A la distancia pude ver el farol que aguardaba por mí, sentí alegría y ganas de correr hasta allá; se veía más grande y brillante que la primera vez, manteniendo la oscilación por el viento que reinaba en esa zona. El tiempo en todo era más benigno que la primera vez, si bien es cierto hacía frío, la ventisca había cesado, permitiendo ver con mayor claridad el portón cortando la ruta. El corazón se aceleró cuando me encontraba a unos cincuenta metros, pensaba en miles de posibilidades; quizá el centinela no dejaría que me fuera; tal vez no había nadie para abrir; o peor aún: me encontraba preso en el tiempo y estaba condenado a vagar una y otra vez por la mina. Tomé aire y me obligué a tranquilizar mí fecunda imaginación. Como la primera vez, detuve mis pasos frente al portón sin saber lo que debía hacer; quedé mirando la grieta que se encontraba del otro lado, recordando que desde allí había salido el centinela en aquella oportunidad. Pero ahora fue distinto: un hombre del lado en el que me encontraba, salió a mí encuentro.

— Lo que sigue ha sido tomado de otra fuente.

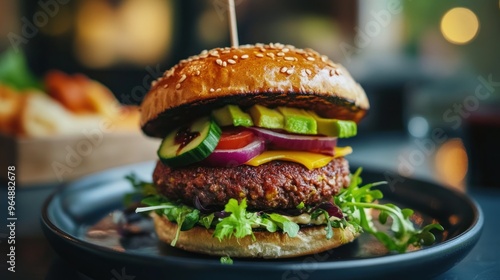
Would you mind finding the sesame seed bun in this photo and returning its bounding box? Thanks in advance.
[151,212,359,259]
[141,44,369,137]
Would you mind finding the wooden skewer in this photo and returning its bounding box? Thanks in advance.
[227,0,239,47]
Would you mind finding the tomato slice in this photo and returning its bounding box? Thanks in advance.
[215,128,255,150]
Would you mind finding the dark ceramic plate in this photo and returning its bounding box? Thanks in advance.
[41,162,483,280]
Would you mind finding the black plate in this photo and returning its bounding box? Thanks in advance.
[41,162,483,280]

-Qué bueno es volver a verte. –Dijo, mientras se acercaba hacia mí.
Por un instante no lo reconocí, luego no tuve duda alguna: era el hombre que estuvo presente en más de una oportunidad en mí viaje, inclusive, en sueños
-Siento una gran alegría en este momento. -Le dije con sincera amistad.

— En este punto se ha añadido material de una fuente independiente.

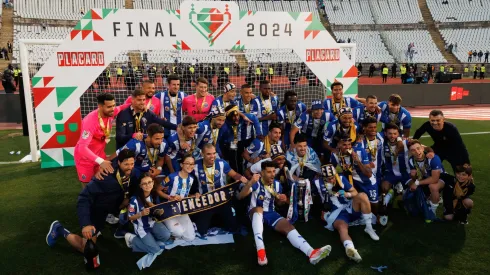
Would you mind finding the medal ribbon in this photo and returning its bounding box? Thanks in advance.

-Yo también, amigo; es bueno verte por fin aquí. –Me decía, mientras buscaba entre sus ropas una vieja y oxidada llave de hierro.
-¿Cuánto tiempo ha pasado desde mí llegada? –Pregunté.

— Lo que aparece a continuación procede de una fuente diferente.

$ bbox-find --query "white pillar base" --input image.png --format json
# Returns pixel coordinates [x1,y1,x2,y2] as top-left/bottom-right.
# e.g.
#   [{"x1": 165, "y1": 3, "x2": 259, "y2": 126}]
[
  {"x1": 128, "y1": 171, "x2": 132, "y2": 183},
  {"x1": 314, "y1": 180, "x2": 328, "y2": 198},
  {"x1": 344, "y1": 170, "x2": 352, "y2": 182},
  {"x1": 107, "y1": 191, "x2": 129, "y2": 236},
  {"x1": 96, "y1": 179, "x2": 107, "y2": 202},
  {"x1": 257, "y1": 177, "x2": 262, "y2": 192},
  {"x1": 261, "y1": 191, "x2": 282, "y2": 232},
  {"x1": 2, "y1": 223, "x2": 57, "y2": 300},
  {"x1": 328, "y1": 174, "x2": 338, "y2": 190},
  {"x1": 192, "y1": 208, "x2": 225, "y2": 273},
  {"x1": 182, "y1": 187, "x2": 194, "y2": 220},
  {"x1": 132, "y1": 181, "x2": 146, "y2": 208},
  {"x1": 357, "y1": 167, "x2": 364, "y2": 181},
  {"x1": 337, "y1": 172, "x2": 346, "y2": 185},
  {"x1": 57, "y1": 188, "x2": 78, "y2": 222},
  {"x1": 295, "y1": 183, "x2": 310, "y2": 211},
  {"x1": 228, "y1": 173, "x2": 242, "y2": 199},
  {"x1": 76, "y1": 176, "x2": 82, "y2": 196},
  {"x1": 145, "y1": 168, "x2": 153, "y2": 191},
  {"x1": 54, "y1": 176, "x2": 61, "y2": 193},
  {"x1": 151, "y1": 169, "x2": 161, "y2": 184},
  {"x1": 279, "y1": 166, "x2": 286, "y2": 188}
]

Introduciendo la llave en el sistema de cerrojo y con esto liberando el portón, me dijo:
-Eso no es lo importante, sabemos que la eternidad bien podría transcurrir en un segundo.
Sí, compartíamos más que este viaje con aquel amigo; desde nuestro silencio en aquella imagen del nogal, hasta un café compartido en medio de la noche. Intuimos que muchas cosas nos eran comunes a ambos.
-Gracias. –Le dije, mientras nos despedimos con un abrazo.
-No olvides que fuiste tú el que logró hacer el viaje hasta acá. –Respondió con una mirada que envolvía genuina gratitud.
Nos separamos y comencé a traspasar el portón que se encontraba abierto en su totalidad.
-Espera un momento. –Dijo, haciendo detener mí marcha.
Al tiempo que acercábamos nuestros pasos, retiró de su hombro el hermoso manto que vestía y me lo entregó.
-Vas a necesitar esto. –Dijo con amabilidad, mientras extendía su brazo hacia mí.
Tomé la manta e inmediatamente la puse sobre uno de mis hombros; la acomodé de manera natural como si siempre la hubiese vestido. Giré sobre mis pasos y retomé la marcha. Luego de un momento miré a mis espaldas, recibiendo de vuelta el brillo del farol mecido por el viento.


Fin.

viernes, diciembre 04, 2009

Laguna Negra (VI)

Una vez que llegué al camino principal, luego de abandonar la ladera del cerro, quedé mirando hacia el poniente en dirección a la posada; pensé en volver por un momento, lo que estaba a punto de abandonar, lo que haya sido, me generaba dolor dejarlo: respiré hondo y retomé la marcha.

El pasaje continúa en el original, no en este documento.